On the day appointed Harvey Grannis put in an appearance at the little studio at nine o'clock in the morning. He took the filled envelope Elizabeth handed him without a word, paid his money and lingered a moment, never looking at the pictures.

"Hadn't you better see whether you like them?" asked Elizabeth. "We all think them very good. I took the liberty of giving mother one, because she liked it so much."

"O, er--by the way, how is Jennie?" asked Grannis, uneasily.

"I'll call her if you'd like to see her," returned Elizabeth promptly, and there was a mischievous light in her eyes.

"No, no--not at all," stammered the ranchman. "That is, I have a little matter to talk over later--never mind now."

They were crossing the side yard between the house and the studio. Without waiting for further Instructions Elizabeth called blithely:

"Mumsy--Uncle Harvey wants to see you!"

She was sure that Mrs. Spooner was just inside by the window, anxiously waiting for what her brother might see fit to say or do. The call was responded to with unexpected, and so far as Grannis was concerned, unwelcome promptness. Mrs. Spooner came out on the front porch and walked down the steps to greet her brother. The Babe, always eager for peace, though still shy of the man who had thought of shooting Queen Berengaria, followed. Ruth advanced from her bakery as the two left the studio. Old Jonah came around the house, wheeling a barrow, and to complete the family picture Roy just then drove up in a grocer's delivery wagon and stopped at the curb.

"Well, we all seem to be here," remarked Harvey Grannis, rather feebly.

A bicycle-mounted boy wheeled up perilously close between the delivery-wagon and the gate, Roy turned with a little annoyance, then he saw that the messenger held a yellow envelope in his hand, and was approaching Mrs. Spooner.

The little woman's breath came in gasps, since the ceasing of her Cuban letters she was always afraid of the sight of a telegram.

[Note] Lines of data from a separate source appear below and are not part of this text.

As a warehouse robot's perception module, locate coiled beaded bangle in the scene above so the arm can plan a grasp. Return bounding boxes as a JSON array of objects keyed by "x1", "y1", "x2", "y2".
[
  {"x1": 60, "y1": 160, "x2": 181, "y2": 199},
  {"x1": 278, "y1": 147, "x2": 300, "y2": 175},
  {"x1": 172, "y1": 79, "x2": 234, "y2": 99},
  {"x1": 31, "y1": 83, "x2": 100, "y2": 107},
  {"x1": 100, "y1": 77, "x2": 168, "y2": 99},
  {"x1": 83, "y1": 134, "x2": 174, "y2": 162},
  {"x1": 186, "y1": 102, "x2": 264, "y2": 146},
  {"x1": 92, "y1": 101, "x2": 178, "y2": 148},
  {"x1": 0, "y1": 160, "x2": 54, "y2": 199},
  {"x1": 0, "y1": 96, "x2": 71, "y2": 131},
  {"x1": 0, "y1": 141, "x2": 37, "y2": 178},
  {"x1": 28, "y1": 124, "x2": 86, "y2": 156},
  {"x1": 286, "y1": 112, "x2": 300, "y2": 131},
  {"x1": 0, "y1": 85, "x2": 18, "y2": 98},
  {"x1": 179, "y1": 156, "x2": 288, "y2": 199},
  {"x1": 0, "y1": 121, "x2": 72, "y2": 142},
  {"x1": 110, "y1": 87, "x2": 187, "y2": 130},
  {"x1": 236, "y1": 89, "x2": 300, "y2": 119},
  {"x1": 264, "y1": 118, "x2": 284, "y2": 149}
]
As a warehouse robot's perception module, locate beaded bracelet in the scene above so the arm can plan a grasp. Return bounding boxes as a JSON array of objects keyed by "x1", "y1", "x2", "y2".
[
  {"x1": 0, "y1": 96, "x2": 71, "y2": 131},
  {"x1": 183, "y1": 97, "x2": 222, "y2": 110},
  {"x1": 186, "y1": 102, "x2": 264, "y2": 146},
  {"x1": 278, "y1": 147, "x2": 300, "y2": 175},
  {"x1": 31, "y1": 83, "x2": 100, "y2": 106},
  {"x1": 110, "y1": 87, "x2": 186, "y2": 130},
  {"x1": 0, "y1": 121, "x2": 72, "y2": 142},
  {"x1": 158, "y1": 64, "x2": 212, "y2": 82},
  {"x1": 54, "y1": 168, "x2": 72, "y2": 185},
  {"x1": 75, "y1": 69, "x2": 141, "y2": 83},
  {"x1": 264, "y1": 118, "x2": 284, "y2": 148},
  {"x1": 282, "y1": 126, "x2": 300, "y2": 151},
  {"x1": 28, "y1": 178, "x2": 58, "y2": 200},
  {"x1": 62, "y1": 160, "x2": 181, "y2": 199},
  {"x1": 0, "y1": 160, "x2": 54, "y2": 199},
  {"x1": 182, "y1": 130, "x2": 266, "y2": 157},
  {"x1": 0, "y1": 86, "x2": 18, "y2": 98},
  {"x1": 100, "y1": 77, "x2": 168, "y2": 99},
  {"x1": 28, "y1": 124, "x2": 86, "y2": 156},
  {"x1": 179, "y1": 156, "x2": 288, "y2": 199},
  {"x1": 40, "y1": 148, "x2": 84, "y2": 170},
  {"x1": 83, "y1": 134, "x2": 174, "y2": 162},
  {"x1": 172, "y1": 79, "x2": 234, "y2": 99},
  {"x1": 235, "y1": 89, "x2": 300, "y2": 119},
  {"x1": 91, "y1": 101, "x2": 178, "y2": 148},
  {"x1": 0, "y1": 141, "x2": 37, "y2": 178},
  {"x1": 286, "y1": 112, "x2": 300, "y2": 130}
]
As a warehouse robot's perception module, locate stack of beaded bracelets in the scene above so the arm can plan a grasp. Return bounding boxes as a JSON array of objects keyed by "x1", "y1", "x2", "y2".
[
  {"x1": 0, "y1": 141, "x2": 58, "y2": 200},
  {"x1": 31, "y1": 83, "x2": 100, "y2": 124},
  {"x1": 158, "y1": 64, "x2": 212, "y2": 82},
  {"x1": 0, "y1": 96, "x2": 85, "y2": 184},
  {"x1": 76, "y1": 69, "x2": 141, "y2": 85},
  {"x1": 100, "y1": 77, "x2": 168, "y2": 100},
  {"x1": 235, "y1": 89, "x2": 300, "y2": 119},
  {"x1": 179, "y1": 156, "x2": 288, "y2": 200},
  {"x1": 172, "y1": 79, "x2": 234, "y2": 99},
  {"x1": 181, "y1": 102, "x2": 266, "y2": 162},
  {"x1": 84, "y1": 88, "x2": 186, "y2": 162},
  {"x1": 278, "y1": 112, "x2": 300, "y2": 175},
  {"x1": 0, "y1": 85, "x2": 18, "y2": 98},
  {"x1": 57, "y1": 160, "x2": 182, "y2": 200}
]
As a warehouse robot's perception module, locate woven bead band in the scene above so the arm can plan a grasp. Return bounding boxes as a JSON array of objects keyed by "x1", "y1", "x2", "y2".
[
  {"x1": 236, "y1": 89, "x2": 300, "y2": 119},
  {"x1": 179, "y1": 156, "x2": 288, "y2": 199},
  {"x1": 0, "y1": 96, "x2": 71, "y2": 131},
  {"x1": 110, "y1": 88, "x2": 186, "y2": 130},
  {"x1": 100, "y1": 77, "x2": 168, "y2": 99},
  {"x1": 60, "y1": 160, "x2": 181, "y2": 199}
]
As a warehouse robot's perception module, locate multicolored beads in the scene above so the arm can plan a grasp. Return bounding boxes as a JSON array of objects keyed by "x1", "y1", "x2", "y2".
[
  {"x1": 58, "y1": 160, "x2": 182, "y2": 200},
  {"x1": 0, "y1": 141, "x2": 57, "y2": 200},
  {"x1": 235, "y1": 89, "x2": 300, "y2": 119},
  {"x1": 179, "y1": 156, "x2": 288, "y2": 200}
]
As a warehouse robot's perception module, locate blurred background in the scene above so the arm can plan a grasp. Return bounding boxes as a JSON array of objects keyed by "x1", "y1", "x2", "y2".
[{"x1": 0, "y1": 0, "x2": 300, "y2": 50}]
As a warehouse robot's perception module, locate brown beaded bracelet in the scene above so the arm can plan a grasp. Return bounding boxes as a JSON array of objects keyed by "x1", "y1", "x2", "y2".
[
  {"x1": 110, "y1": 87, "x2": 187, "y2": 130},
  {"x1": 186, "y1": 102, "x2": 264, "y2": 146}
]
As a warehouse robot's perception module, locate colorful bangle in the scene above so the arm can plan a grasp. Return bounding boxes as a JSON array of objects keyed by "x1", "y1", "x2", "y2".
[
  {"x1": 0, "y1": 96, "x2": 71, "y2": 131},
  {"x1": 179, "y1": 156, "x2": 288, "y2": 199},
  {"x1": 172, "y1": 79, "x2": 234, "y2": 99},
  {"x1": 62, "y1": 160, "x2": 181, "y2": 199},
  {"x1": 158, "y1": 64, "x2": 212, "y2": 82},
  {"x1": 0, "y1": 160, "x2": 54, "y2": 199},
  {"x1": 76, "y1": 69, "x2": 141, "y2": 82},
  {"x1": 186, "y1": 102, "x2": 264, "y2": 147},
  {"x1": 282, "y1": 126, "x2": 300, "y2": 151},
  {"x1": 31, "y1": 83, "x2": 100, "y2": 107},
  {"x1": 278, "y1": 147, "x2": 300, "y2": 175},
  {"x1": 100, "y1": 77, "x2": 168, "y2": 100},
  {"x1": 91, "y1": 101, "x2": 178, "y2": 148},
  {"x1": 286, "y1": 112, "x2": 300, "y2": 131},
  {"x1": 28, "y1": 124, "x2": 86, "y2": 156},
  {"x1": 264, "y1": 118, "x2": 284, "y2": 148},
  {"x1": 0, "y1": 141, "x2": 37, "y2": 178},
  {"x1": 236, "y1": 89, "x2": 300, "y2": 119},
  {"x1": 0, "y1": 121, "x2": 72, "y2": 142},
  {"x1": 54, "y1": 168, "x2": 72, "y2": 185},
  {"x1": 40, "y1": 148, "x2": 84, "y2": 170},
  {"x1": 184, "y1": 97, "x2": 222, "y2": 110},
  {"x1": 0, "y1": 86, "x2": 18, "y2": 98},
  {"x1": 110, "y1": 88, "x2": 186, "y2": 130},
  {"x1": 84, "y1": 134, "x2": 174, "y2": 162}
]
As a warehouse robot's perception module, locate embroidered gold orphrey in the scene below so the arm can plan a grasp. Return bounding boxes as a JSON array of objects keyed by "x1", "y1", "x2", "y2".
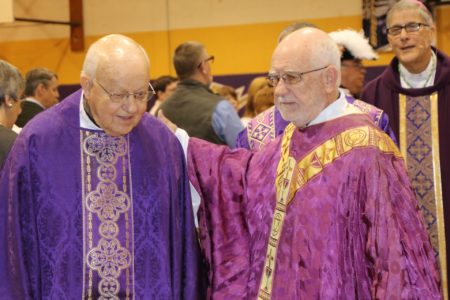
[
  {"x1": 399, "y1": 92, "x2": 448, "y2": 299},
  {"x1": 258, "y1": 123, "x2": 401, "y2": 300},
  {"x1": 80, "y1": 130, "x2": 134, "y2": 299}
]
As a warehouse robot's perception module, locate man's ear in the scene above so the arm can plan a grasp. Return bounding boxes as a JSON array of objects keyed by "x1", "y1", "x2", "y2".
[
  {"x1": 34, "y1": 83, "x2": 47, "y2": 98},
  {"x1": 80, "y1": 76, "x2": 92, "y2": 97},
  {"x1": 323, "y1": 66, "x2": 339, "y2": 92},
  {"x1": 5, "y1": 95, "x2": 14, "y2": 108}
]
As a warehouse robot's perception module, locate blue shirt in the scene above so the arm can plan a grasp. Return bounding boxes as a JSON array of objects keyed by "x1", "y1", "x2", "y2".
[{"x1": 212, "y1": 100, "x2": 244, "y2": 148}]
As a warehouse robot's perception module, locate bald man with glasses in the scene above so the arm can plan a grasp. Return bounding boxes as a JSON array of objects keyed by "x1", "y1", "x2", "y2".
[
  {"x1": 160, "y1": 41, "x2": 244, "y2": 147},
  {"x1": 0, "y1": 34, "x2": 204, "y2": 300},
  {"x1": 168, "y1": 28, "x2": 440, "y2": 299},
  {"x1": 361, "y1": 0, "x2": 450, "y2": 295}
]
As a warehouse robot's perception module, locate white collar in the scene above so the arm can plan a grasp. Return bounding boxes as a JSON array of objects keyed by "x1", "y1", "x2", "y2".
[
  {"x1": 80, "y1": 92, "x2": 103, "y2": 130},
  {"x1": 398, "y1": 51, "x2": 437, "y2": 89},
  {"x1": 307, "y1": 90, "x2": 362, "y2": 126}
]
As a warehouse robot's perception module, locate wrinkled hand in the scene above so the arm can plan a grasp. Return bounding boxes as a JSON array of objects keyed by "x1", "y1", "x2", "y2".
[{"x1": 157, "y1": 109, "x2": 178, "y2": 133}]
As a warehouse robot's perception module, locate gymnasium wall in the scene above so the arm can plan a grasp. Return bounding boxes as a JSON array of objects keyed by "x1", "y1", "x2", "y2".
[{"x1": 0, "y1": 0, "x2": 450, "y2": 84}]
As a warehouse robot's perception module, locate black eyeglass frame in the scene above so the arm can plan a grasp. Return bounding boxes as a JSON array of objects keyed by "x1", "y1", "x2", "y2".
[
  {"x1": 94, "y1": 78, "x2": 156, "y2": 103},
  {"x1": 266, "y1": 66, "x2": 328, "y2": 88},
  {"x1": 197, "y1": 55, "x2": 214, "y2": 69},
  {"x1": 386, "y1": 22, "x2": 430, "y2": 36}
]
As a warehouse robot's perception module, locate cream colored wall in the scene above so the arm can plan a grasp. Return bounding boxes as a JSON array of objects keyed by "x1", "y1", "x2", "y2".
[
  {"x1": 0, "y1": 0, "x2": 361, "y2": 42},
  {"x1": 0, "y1": 0, "x2": 408, "y2": 83}
]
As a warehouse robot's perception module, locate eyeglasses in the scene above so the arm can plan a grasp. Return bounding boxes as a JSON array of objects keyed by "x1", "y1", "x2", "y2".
[
  {"x1": 341, "y1": 59, "x2": 364, "y2": 70},
  {"x1": 197, "y1": 55, "x2": 214, "y2": 69},
  {"x1": 267, "y1": 66, "x2": 328, "y2": 87},
  {"x1": 94, "y1": 79, "x2": 156, "y2": 103},
  {"x1": 387, "y1": 22, "x2": 430, "y2": 36}
]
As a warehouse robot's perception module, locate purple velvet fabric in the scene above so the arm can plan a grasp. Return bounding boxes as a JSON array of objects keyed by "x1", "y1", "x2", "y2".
[
  {"x1": 361, "y1": 48, "x2": 450, "y2": 288},
  {"x1": 0, "y1": 91, "x2": 202, "y2": 299},
  {"x1": 188, "y1": 115, "x2": 440, "y2": 299},
  {"x1": 236, "y1": 96, "x2": 398, "y2": 150}
]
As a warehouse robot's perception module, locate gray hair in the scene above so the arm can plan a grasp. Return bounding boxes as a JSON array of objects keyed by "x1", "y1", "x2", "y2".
[
  {"x1": 24, "y1": 68, "x2": 58, "y2": 97},
  {"x1": 173, "y1": 41, "x2": 205, "y2": 79},
  {"x1": 386, "y1": 0, "x2": 434, "y2": 27},
  {"x1": 81, "y1": 34, "x2": 150, "y2": 79},
  {"x1": 0, "y1": 59, "x2": 25, "y2": 104}
]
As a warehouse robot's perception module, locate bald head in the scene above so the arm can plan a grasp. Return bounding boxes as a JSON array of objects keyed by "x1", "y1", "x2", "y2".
[
  {"x1": 82, "y1": 34, "x2": 150, "y2": 78},
  {"x1": 268, "y1": 28, "x2": 341, "y2": 128},
  {"x1": 273, "y1": 27, "x2": 341, "y2": 81},
  {"x1": 80, "y1": 34, "x2": 150, "y2": 136}
]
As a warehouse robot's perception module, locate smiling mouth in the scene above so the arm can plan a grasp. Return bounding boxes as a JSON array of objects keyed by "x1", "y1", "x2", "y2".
[{"x1": 401, "y1": 46, "x2": 414, "y2": 51}]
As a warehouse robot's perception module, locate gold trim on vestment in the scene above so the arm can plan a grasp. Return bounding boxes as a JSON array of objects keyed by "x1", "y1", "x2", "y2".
[
  {"x1": 398, "y1": 94, "x2": 408, "y2": 165},
  {"x1": 80, "y1": 130, "x2": 134, "y2": 299},
  {"x1": 430, "y1": 92, "x2": 448, "y2": 299},
  {"x1": 258, "y1": 123, "x2": 401, "y2": 300}
]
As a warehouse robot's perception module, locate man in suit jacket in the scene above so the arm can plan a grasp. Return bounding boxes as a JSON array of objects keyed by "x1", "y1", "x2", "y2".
[{"x1": 16, "y1": 68, "x2": 59, "y2": 127}]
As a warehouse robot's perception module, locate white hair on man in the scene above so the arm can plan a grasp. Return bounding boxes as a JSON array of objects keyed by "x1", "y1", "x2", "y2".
[{"x1": 81, "y1": 34, "x2": 150, "y2": 79}]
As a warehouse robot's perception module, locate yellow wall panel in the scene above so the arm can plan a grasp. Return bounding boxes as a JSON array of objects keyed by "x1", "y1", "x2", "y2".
[{"x1": 0, "y1": 16, "x2": 392, "y2": 84}]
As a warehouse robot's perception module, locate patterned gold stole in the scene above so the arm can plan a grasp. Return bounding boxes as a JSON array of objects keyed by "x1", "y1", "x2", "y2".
[
  {"x1": 247, "y1": 106, "x2": 276, "y2": 150},
  {"x1": 80, "y1": 130, "x2": 134, "y2": 299},
  {"x1": 258, "y1": 123, "x2": 401, "y2": 300},
  {"x1": 399, "y1": 93, "x2": 448, "y2": 299}
]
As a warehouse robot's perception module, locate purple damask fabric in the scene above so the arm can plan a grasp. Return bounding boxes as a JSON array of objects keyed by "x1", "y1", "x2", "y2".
[
  {"x1": 188, "y1": 114, "x2": 440, "y2": 299},
  {"x1": 236, "y1": 95, "x2": 398, "y2": 150},
  {"x1": 361, "y1": 48, "x2": 450, "y2": 289},
  {"x1": 0, "y1": 91, "x2": 202, "y2": 299}
]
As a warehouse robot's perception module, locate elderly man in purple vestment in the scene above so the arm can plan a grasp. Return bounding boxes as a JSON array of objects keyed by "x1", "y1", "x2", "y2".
[
  {"x1": 361, "y1": 0, "x2": 450, "y2": 294},
  {"x1": 236, "y1": 23, "x2": 397, "y2": 150},
  {"x1": 169, "y1": 28, "x2": 441, "y2": 300},
  {"x1": 0, "y1": 35, "x2": 202, "y2": 299}
]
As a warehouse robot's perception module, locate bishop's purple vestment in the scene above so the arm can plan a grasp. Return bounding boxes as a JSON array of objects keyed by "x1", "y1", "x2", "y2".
[
  {"x1": 188, "y1": 114, "x2": 440, "y2": 300},
  {"x1": 236, "y1": 91, "x2": 396, "y2": 150},
  {"x1": 0, "y1": 91, "x2": 202, "y2": 300},
  {"x1": 361, "y1": 48, "x2": 450, "y2": 289}
]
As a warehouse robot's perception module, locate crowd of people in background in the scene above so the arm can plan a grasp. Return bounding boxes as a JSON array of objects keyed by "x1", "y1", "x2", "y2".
[{"x1": 0, "y1": 0, "x2": 450, "y2": 299}]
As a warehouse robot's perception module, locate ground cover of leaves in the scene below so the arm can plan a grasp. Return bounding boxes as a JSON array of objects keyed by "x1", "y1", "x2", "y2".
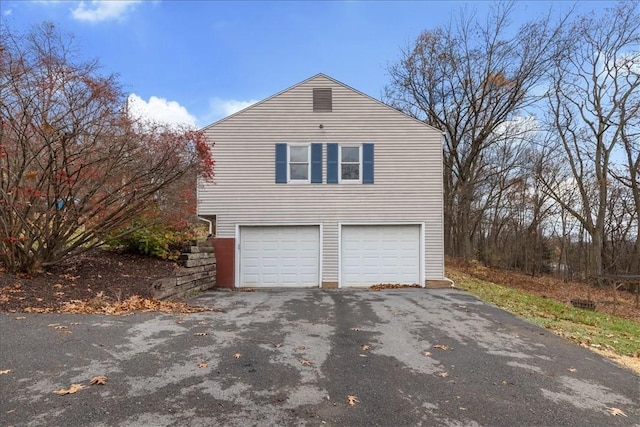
[
  {"x1": 447, "y1": 259, "x2": 640, "y2": 322},
  {"x1": 0, "y1": 249, "x2": 209, "y2": 314}
]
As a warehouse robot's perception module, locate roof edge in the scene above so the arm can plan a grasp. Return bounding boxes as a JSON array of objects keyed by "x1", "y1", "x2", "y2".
[{"x1": 200, "y1": 73, "x2": 444, "y2": 134}]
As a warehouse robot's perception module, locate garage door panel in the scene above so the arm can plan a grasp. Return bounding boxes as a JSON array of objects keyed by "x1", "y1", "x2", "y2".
[
  {"x1": 340, "y1": 225, "x2": 421, "y2": 286},
  {"x1": 239, "y1": 226, "x2": 320, "y2": 287}
]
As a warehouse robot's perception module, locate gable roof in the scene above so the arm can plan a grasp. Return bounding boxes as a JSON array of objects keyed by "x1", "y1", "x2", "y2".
[{"x1": 201, "y1": 73, "x2": 443, "y2": 133}]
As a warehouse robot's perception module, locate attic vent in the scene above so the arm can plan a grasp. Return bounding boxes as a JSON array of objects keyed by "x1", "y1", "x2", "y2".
[{"x1": 313, "y1": 88, "x2": 332, "y2": 111}]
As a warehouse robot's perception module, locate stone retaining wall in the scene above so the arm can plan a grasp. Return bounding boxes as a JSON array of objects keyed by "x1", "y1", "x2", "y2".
[{"x1": 151, "y1": 245, "x2": 216, "y2": 299}]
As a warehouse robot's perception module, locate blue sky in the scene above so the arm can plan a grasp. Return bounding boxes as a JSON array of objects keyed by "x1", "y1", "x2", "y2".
[{"x1": 0, "y1": 0, "x2": 615, "y2": 126}]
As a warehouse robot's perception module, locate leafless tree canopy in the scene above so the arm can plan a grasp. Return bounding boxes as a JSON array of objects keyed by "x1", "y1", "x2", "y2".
[
  {"x1": 386, "y1": 2, "x2": 640, "y2": 274},
  {"x1": 0, "y1": 24, "x2": 213, "y2": 271}
]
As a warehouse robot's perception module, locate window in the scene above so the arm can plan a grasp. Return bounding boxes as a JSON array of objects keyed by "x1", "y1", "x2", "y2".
[
  {"x1": 289, "y1": 145, "x2": 310, "y2": 182},
  {"x1": 275, "y1": 143, "x2": 322, "y2": 184},
  {"x1": 340, "y1": 146, "x2": 361, "y2": 182},
  {"x1": 327, "y1": 142, "x2": 374, "y2": 184}
]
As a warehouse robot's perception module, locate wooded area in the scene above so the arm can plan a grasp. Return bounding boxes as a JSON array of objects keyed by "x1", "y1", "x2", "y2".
[{"x1": 385, "y1": 2, "x2": 640, "y2": 279}]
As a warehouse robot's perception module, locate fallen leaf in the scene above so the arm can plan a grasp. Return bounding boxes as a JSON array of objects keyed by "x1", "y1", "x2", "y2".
[
  {"x1": 369, "y1": 283, "x2": 421, "y2": 291},
  {"x1": 54, "y1": 384, "x2": 86, "y2": 396},
  {"x1": 607, "y1": 407, "x2": 627, "y2": 417},
  {"x1": 89, "y1": 375, "x2": 107, "y2": 385}
]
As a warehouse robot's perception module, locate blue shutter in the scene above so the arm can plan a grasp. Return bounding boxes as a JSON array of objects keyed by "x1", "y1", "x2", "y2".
[
  {"x1": 276, "y1": 143, "x2": 287, "y2": 184},
  {"x1": 327, "y1": 143, "x2": 338, "y2": 184},
  {"x1": 362, "y1": 144, "x2": 373, "y2": 184},
  {"x1": 311, "y1": 144, "x2": 322, "y2": 184}
]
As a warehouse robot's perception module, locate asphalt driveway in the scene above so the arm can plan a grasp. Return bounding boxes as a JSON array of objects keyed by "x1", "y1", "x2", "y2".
[{"x1": 0, "y1": 289, "x2": 640, "y2": 426}]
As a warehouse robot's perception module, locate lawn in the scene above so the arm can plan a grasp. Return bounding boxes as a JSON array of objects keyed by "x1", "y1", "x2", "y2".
[{"x1": 448, "y1": 269, "x2": 640, "y2": 370}]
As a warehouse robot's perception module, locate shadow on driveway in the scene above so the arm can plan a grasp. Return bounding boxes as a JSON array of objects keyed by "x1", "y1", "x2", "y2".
[{"x1": 0, "y1": 289, "x2": 640, "y2": 426}]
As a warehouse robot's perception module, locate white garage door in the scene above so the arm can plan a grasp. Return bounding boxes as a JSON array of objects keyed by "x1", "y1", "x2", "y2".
[
  {"x1": 238, "y1": 226, "x2": 320, "y2": 287},
  {"x1": 340, "y1": 225, "x2": 421, "y2": 286}
]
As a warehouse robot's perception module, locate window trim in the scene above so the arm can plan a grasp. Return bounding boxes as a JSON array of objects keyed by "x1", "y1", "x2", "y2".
[
  {"x1": 287, "y1": 143, "x2": 311, "y2": 184},
  {"x1": 338, "y1": 144, "x2": 363, "y2": 184}
]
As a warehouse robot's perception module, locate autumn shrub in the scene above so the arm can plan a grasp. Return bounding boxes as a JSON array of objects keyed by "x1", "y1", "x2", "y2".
[{"x1": 107, "y1": 219, "x2": 200, "y2": 259}]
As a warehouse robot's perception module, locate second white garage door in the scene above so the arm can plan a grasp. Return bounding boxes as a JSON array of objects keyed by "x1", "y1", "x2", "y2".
[
  {"x1": 238, "y1": 226, "x2": 320, "y2": 287},
  {"x1": 340, "y1": 225, "x2": 421, "y2": 286}
]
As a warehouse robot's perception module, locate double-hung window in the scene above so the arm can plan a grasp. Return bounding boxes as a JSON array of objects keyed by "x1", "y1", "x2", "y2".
[
  {"x1": 288, "y1": 145, "x2": 311, "y2": 182},
  {"x1": 275, "y1": 142, "x2": 322, "y2": 184},
  {"x1": 339, "y1": 145, "x2": 362, "y2": 182},
  {"x1": 327, "y1": 142, "x2": 374, "y2": 184}
]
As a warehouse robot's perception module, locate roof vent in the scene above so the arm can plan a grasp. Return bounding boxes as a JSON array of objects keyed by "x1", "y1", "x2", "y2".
[{"x1": 313, "y1": 88, "x2": 332, "y2": 112}]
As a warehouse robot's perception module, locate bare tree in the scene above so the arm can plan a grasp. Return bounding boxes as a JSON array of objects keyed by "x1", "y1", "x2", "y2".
[
  {"x1": 386, "y1": 2, "x2": 556, "y2": 260},
  {"x1": 545, "y1": 2, "x2": 640, "y2": 274},
  {"x1": 0, "y1": 24, "x2": 213, "y2": 272}
]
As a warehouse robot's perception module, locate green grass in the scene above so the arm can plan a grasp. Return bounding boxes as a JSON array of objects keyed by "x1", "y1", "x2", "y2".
[{"x1": 456, "y1": 278, "x2": 640, "y2": 356}]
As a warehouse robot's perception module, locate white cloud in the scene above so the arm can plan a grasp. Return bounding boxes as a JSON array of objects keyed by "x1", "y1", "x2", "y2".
[
  {"x1": 129, "y1": 93, "x2": 198, "y2": 127},
  {"x1": 204, "y1": 98, "x2": 258, "y2": 121},
  {"x1": 71, "y1": 0, "x2": 142, "y2": 22}
]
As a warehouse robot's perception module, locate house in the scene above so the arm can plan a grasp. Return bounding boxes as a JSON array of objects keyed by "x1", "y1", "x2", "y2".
[{"x1": 198, "y1": 74, "x2": 446, "y2": 288}]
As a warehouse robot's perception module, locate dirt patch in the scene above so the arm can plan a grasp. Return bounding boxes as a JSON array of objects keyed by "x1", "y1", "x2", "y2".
[
  {"x1": 0, "y1": 249, "x2": 177, "y2": 313},
  {"x1": 447, "y1": 259, "x2": 640, "y2": 322}
]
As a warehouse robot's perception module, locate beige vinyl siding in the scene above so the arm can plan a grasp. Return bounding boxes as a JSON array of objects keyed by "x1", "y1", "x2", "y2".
[{"x1": 198, "y1": 75, "x2": 444, "y2": 282}]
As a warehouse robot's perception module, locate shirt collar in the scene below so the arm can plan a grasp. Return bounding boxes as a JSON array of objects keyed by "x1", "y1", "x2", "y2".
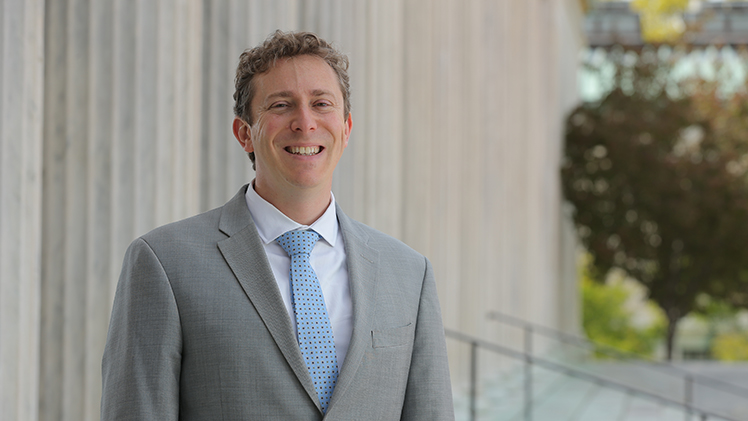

"Don't let her have it--I want to say something first," Grannis protested, getting between the messenger and his sister.

"I'll open it for her--she would want me to," declared Elizabeth, snatching the envelope from the messenger's hand.

"Why, it isn't addressed to mother--it's addressed to--to--father!" And she let the yellow envelope flutter to the ground, where the messenger regarded it with lack-luster eyes, then picked it up and prepared to depart with it.

"Party ain't living here?" he asked, snapping together his receipt book, which he had opened for signature.

"This here lady's his late wife," asserted Jonah, lugubriously, getting things rather mixed in his excitement to see what the telegram contained. "Give it to her--she's the proper person to open it."

Once more Grannis put himself between the messenger and his sister, protesting again that he had something to say before she read the message. And, at this second protest, there came an unexpected interruption.